Bill had been speaking without affection of Dr. Gantry when Mannie leered, “Say, jeeze, Bill, your Doc Gantry is going to get his! Oh, I got him where I want him! And maybe it won’t cost him some money to be so popular with the ladies!”

Bill looked rigorously uninterested. “Aw, what are you trying to pull, Mannie! Don’t be a fool! You haven’t got anything on Elmer, and you never will have. He’s too smart for you! You haven’t got enough brains to get that guy, Mannie!”

“Me? I haven’t got enough brains⁠—Say, listen!”

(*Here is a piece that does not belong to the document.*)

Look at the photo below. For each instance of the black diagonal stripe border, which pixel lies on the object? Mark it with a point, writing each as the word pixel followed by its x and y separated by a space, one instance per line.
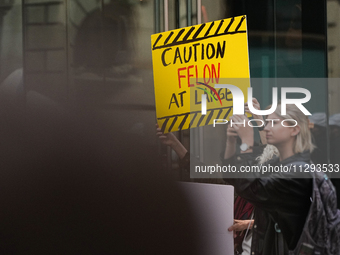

Yes, Mannie was drunk. Even so, it was only after an hour of badgering Mannie about his inferiority to Elmer in trickiness, an hour of Bill’s harsh yet dulcet flattery, an hour of Bill’s rather novel willingness to buy drinks, that an infuriated Mannie shrieked, “All right, you get a stenographer that’s a notary public and I’ll dictate it!”

And at two in the morning, to an irritated but alert court reporter in his shambles of a hotel room, Mannie Silverhorn dictated and signed a statement that unless the Reverend Dr. Elmer Gantry settled out of court, he would be sued (Emmanuel Silverhorn attorney) for fifty thousand dollars for having, by inexcusable intimacy with her, alienated Hettie Dowler’s affections from her husband.